Bad Drivers—Or Bad Directions? Confusing Parking Lots at Delaware Malls Cause Road Rage for Some

Snarling at the snarl: After a few close calls in local parking lots, one has to wonder: Who designs these hellish things? And why are these people still working?

My wife thinks I’m a lousy driver, that my depth perception is somehow flawed. As I point out yet again that the problem is really other motorists, I’m forced to slam on the brakes. A car has nearly swerved into ours. The driver hadn’t realized he was running out of road until a split second from too late. But in the poor guy’s defense, without a sign to warn him of the merge, how was he to know?
This didn’t happen on a major highway, where the consequences could have been fatal. It happened in a parking lot. And, somehow, it feels like the consequences could be fatal just the same. Delaware has managed to produce some of the most ridiculous parking lots in the annals of road building.
The incident happened near the U.S. 202 entrance to Brandywine Town Center, where drivers are quickly funneled from a two lane Brandywine Parkway to the left lane only after an unmarked entrance to an adjacent strip. That’s not to mention that, shortly before the merge, some drivers are trying to turn onto the parkway across traffic.
So much for safety. There’s also the inefficiency of the long, looping parkway itself and the labyrinthine lots it bounds. It seems the planners found it uninteresting to plot a simple, easily navigable grid of parking spaces. I’m a creative person, so I understand. But their design is beyond comprehension. The left-only exit onto Naamans Road doesn’t help. I’m no dummy, but it took more trips to the center than I care to mention to figure out how to escape the place. But maybe that was the planner’s intention.
Every time I find myself snarling at the snarl, my father’s words come roaring back from 35 years ago, when on a rare  trip to the brand-new Christiana Mall, he commented, with no small amount of irritation, “Whoever engineered these roads should be fired.”
At the time, drivers entered the mall lots off a two-lane Del. 7. It wasn’t the channeling of vehicles off the main road that was the issue, but the looping of roads around the lot. There was no straightforward way into the mall, no clear entrance to any one lot, except near the big anchors, and the signage was at best, not obvious. (This in a state that, I can say unequivocally, has the best road signs in the country.) You could see Strawbridges or Bamberger’s off in the distance, but there was no clear way to get there. To get out, drivers were forced to circle halfway around the one-way access road, then double back on the one-way outer road to escape the place. (Did I mention the joy of searching for a parking place during the holidays?)

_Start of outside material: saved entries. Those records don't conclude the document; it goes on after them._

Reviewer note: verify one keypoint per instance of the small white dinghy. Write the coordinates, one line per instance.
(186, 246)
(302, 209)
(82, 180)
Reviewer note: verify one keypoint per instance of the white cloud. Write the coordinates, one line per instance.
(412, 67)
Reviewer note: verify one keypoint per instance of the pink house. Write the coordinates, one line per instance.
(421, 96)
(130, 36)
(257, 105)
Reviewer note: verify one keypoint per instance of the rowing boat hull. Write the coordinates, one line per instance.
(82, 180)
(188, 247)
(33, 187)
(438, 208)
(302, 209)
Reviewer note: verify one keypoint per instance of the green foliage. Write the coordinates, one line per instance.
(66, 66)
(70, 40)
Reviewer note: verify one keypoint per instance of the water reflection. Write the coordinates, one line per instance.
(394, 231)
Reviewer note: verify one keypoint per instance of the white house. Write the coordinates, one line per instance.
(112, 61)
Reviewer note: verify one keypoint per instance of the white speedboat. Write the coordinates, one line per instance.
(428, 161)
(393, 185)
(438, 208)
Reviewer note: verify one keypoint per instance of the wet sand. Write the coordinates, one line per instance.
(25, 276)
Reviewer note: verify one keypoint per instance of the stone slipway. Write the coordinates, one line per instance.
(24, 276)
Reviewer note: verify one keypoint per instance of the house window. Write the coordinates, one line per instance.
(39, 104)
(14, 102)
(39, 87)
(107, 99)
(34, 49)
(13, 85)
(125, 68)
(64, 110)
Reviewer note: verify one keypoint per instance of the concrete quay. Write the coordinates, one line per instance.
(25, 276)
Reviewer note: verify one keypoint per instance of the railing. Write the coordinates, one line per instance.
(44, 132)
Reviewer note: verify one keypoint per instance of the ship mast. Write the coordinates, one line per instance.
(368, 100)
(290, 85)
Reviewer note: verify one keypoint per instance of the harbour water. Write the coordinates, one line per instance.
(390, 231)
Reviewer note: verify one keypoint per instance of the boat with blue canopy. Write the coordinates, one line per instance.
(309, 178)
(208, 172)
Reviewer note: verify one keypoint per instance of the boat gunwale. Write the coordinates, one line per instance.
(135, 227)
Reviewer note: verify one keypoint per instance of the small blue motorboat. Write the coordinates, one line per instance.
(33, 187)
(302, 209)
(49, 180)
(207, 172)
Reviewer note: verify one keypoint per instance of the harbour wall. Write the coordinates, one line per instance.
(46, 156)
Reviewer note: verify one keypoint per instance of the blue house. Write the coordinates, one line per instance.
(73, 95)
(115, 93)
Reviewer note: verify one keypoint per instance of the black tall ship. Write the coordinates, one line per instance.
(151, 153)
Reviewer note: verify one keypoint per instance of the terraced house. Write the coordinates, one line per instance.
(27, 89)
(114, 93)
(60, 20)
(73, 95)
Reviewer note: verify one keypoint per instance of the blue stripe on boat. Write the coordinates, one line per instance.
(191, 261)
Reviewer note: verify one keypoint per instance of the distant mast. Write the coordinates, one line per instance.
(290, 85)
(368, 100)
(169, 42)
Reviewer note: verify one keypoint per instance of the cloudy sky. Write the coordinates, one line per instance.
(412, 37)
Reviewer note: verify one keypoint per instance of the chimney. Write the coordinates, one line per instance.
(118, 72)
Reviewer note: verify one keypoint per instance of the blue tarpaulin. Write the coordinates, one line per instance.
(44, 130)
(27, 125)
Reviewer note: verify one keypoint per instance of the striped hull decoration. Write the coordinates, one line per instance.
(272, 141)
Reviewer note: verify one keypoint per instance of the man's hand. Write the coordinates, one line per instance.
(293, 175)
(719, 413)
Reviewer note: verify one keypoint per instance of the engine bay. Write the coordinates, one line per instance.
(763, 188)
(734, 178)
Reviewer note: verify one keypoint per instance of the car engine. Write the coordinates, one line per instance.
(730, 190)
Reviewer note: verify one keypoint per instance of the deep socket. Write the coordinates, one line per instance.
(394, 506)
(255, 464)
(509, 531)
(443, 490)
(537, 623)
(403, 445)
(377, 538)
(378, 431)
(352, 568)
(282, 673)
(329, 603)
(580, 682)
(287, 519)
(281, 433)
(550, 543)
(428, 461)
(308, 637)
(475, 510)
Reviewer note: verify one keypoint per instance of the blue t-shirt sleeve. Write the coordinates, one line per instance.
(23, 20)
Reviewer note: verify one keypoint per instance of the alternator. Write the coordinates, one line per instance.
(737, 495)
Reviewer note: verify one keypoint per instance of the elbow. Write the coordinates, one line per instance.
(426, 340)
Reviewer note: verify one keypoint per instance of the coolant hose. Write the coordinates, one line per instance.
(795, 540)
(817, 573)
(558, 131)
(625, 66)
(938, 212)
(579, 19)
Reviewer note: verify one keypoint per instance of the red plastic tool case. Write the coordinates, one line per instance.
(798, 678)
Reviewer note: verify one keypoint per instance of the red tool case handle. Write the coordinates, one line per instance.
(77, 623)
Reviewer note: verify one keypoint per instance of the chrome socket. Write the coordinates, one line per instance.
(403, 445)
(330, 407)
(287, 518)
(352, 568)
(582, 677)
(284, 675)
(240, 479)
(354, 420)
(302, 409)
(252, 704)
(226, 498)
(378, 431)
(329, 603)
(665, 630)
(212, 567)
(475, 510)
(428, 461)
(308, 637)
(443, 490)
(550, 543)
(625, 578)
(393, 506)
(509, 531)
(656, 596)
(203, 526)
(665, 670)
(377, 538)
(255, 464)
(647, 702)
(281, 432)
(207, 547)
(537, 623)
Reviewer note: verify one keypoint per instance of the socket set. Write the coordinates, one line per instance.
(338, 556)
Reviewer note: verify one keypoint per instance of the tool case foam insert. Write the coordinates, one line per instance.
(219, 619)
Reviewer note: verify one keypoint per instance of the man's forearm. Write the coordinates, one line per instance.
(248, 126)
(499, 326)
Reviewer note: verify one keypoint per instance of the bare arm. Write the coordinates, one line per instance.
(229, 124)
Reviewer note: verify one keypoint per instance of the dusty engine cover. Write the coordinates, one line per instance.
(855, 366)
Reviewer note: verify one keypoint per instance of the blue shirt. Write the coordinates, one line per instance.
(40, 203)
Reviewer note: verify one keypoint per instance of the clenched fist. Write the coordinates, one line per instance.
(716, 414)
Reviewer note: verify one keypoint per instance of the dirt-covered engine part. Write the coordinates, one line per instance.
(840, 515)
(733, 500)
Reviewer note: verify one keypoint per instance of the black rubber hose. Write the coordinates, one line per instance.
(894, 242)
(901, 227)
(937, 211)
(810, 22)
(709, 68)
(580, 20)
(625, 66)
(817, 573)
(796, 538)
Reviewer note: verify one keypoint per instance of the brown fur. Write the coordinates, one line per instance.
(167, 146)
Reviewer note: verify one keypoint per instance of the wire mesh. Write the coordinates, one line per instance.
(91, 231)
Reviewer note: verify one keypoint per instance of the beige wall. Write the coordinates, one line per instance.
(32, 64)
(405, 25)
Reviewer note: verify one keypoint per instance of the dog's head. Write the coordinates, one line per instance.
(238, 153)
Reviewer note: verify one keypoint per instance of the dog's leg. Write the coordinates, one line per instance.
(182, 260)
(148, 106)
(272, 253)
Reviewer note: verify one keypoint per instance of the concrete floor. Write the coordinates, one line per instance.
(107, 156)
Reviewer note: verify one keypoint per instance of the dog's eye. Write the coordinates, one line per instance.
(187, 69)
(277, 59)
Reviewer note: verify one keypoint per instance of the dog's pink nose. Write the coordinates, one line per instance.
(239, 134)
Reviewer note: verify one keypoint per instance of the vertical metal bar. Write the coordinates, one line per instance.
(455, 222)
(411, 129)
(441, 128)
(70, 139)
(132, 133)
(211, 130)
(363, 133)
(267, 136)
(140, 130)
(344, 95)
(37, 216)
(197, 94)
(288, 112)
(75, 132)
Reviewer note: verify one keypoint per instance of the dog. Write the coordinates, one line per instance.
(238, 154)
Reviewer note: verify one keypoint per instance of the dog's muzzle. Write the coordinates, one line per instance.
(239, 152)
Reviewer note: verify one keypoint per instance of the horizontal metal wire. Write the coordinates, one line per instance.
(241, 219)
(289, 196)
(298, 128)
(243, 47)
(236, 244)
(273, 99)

Not that these two lots are the only bad ones. We’re plagued by them, but I can’t blame only the designers. It seems our own road engineers haven’t helped. I give you the so-called Metroform, a planning term that, for a short time, became the name of the formless knot of roads and expansions around I-95, Del. 7, the new Del. 1 and Churchmans Road. All the twists and turns were intended to direct cars safely to a slew of new retailers near the mall, but the driving experience was still hair-raising, the design obsolete before the “improvements” were complete.
So I watch with interest as builders re-do the roads around the mall yet again. Every pass through the construction on Del. 1 near the mall entrance, every merge from Del. 1 onto I-95 seems to involve a close shave. But it seems the new roads will, indeed, be better. The worst thing that could happen is that a car sails off the soaring new overpass.
(Mark Nardone suffers from a mild case of parking lot rage.)